Bitwa pod Komarowem to największa kawaleryjska bitwa XX wieku, stoczona 31 sierpnia 1920 roku. W tym roku przypada 100. rocznica tego spektakularnego zwycięstwa z czasów wojny polsko-bolszewickiej. Co roku w dzień bitwy pod Komarowem obchodzone jest Święto Kawalerii Polskiej. Natomiast w dniach 29-31 sierpnia 2020 r. planowana jest uroczystość odsłonięcia pomnika Chwały Kawalerii i Artylerii Konnej w Woli Śniatyckiej oraz wspaniała rekonstrukcja historyczna.

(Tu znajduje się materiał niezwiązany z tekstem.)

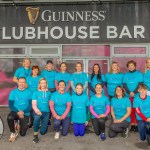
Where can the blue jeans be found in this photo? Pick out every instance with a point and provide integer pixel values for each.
(79, 129)
(65, 125)
(44, 121)
(143, 129)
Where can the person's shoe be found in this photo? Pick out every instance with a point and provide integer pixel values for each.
(103, 136)
(126, 133)
(132, 128)
(57, 134)
(35, 139)
(13, 137)
(30, 125)
(135, 129)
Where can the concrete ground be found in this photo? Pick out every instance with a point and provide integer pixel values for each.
(89, 142)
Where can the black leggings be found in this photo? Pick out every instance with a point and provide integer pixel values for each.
(116, 128)
(12, 116)
(99, 125)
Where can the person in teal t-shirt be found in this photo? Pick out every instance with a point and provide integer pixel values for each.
(80, 103)
(99, 108)
(147, 74)
(40, 105)
(95, 78)
(131, 80)
(23, 71)
(142, 107)
(79, 77)
(60, 104)
(120, 112)
(63, 75)
(113, 79)
(49, 74)
(20, 106)
(33, 80)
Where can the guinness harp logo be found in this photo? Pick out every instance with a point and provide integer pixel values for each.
(33, 14)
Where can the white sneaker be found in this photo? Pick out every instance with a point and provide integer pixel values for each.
(126, 133)
(57, 134)
(13, 137)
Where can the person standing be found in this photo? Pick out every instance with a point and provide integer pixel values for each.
(41, 108)
(20, 106)
(131, 80)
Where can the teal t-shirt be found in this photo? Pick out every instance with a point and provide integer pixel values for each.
(79, 78)
(132, 79)
(32, 83)
(146, 77)
(50, 77)
(22, 72)
(95, 81)
(60, 102)
(99, 104)
(21, 98)
(113, 80)
(63, 76)
(144, 106)
(42, 98)
(79, 104)
(120, 107)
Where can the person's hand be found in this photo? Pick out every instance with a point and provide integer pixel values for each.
(21, 114)
(117, 121)
(58, 117)
(131, 94)
(102, 116)
(86, 123)
(148, 120)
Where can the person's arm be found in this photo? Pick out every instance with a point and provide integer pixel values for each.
(28, 109)
(35, 108)
(138, 111)
(85, 85)
(91, 88)
(15, 79)
(72, 86)
(126, 115)
(52, 109)
(56, 84)
(112, 113)
(136, 89)
(126, 88)
(107, 110)
(66, 111)
(68, 87)
(93, 112)
(11, 106)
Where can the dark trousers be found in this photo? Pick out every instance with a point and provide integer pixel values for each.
(79, 129)
(143, 128)
(99, 125)
(65, 125)
(116, 128)
(12, 116)
(44, 121)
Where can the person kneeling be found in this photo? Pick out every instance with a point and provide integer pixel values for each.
(120, 112)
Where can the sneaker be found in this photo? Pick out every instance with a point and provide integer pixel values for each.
(135, 129)
(30, 125)
(126, 133)
(13, 137)
(132, 128)
(103, 136)
(35, 139)
(57, 134)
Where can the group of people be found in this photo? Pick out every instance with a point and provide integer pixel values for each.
(63, 98)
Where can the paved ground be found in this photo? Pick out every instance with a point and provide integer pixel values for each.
(89, 142)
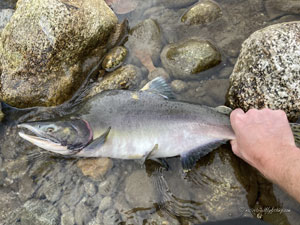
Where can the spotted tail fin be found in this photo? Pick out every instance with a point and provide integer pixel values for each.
(296, 132)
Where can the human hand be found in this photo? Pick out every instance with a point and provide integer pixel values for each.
(262, 137)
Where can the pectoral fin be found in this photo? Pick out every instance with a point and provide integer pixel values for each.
(98, 142)
(189, 159)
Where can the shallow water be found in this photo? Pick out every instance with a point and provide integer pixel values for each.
(39, 188)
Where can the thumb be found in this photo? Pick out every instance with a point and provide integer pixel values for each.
(236, 118)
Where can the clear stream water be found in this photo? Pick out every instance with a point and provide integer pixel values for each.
(39, 188)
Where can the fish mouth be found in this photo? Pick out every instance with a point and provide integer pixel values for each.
(43, 142)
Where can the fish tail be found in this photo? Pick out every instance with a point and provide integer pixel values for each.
(296, 132)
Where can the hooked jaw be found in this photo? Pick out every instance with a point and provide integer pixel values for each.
(46, 144)
(65, 138)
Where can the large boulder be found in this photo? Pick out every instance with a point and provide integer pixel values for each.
(189, 57)
(47, 47)
(267, 73)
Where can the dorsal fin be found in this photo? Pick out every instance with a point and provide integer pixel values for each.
(159, 86)
(223, 109)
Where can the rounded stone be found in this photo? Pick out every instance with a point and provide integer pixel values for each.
(204, 12)
(54, 58)
(177, 3)
(105, 203)
(95, 168)
(145, 39)
(189, 57)
(267, 75)
(139, 190)
(125, 77)
(111, 216)
(114, 58)
(179, 86)
(5, 15)
(159, 72)
(90, 188)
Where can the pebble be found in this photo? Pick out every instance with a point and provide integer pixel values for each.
(67, 218)
(139, 190)
(204, 12)
(105, 203)
(95, 168)
(5, 15)
(114, 58)
(185, 59)
(159, 72)
(111, 216)
(108, 185)
(90, 188)
(83, 214)
(179, 86)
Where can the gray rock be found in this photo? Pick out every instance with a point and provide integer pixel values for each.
(5, 4)
(105, 203)
(111, 216)
(114, 58)
(145, 39)
(39, 213)
(267, 75)
(177, 3)
(278, 7)
(26, 188)
(178, 86)
(67, 218)
(204, 12)
(90, 188)
(139, 190)
(16, 168)
(9, 206)
(52, 55)
(189, 57)
(5, 15)
(83, 214)
(159, 72)
(108, 186)
(126, 77)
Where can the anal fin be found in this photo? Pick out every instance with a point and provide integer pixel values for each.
(98, 142)
(189, 159)
(148, 154)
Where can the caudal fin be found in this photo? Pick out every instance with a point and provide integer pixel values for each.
(296, 132)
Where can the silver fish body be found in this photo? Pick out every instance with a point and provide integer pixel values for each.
(141, 121)
(135, 125)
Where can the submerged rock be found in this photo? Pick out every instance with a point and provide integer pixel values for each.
(5, 15)
(177, 3)
(145, 39)
(114, 58)
(178, 86)
(204, 12)
(46, 47)
(39, 212)
(189, 57)
(267, 73)
(126, 77)
(139, 190)
(279, 7)
(95, 168)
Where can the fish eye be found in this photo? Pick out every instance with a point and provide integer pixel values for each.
(50, 129)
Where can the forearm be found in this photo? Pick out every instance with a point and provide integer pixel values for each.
(284, 170)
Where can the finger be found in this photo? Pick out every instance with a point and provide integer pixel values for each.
(234, 148)
(235, 117)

Miejmy nadzieję, że udział w niej ze względu na koronawirusa nie będzie utrudniony i będziemy mogli zobaczyć to wspaniałe wydarzenie.
Jakub Brykner uczeń klasy 8a, który interesuje się historią i uczestniczy w rekonstrukcjach historycznych, podzielił się z nami swoja wiedzą na ten temat. Zapraszam do interesującej lektury i galerii zdjęć ilustrujących artykuł Kuby.
Małgorzata Drozd
Rekonstruktor mierzy się z różnymi wyzwaniami. Zawsze jednak powinien popisać się wiedzą historyczną z danego okresu. Musi posiadać wiedzę, jak wyglądały stroje, budynki i przedmioty. Rekonstruktor jest podobny do aktora. Jego zachowania i mowa powinny się zgadzać z odgrywaną postacią. Od czasu do czasu trzeba zrobić makijaż, który będzie odwzorowywał między innymi blizny, siniaki, rany cięte itp.
Przed rekonstrukcją są różne przygotowania, tłumaczenia scen i przede wszystkim działania mające na celu dbanie o bezpieczeństwo rekonstruktorów. Bardzo wielu rekonstruktorów poświęca temu długi czas. Opanowują różne techniki takie jak jazda konna, panowanie nad bronią białą (szablami, lancami) i bronią palną, która jest pozbawiona możliwości strzelania amunicją ostrą tylko ślepakami dopasowanymi do broni. Wszystkie te czynności mogą się wydawać trudne do zrealizowania dla osoby niewprawionej, jednakże wszystko można bardzo szybko zrozumieć.
Rekonstruktorzy to osoby, które wszystko wyjaśnią i powiedzą co i jak, wytłumaczą jakie zachowania są odpowiednie w danych czasach. Organizatorzy zawsze powinni zadbać o “artystów”, nie tylko organizując podziękowanie za to, że rekonstruktorzy się pojawili na ich “przedstawieniu”, ale również dbając o ich bezpieczeństwo. Atmosfera na rekonstrukcjach jest przyjemna, zwłaszcza w jej trakcie. Najciekawszą rzeczą jest szykowanie rekwizytów.
Bardzo wiele imprez a w zasadzie ich scenografie są budowane miesiąc przed rekonstrukcją, takie jak budynki i ich otoczenie. Inne rekwizyty się zbiera latami po różnych miejscach. Są to stare dzbanki, łyżki, kubki, walizki, wanienki, butelki i im podobnym dla tzw. “Ludności cywilnej”. Skalpele, strzykawki, nożyczki i inne stare przyrządy lekarskie są przydatne dla rekonstruktorów odgrywających sanitariuszy w szpitalu polowym. Najlepiej więc przekazać rekonstruktorom takie historyczne przedmioty, ponieważ nikt nie zrobi z nich lepszego użytku niż oni. Bardzo liczni rekonstruktorzy szukają ciekawych artefaktów po starych chałupach. To może być wyczerpujące jednak satysfakcjonujące. Mając odrobinę szczęścia, można czasami znaleźć wspaniałe rzeczy, pamiętające historię naszego kraju.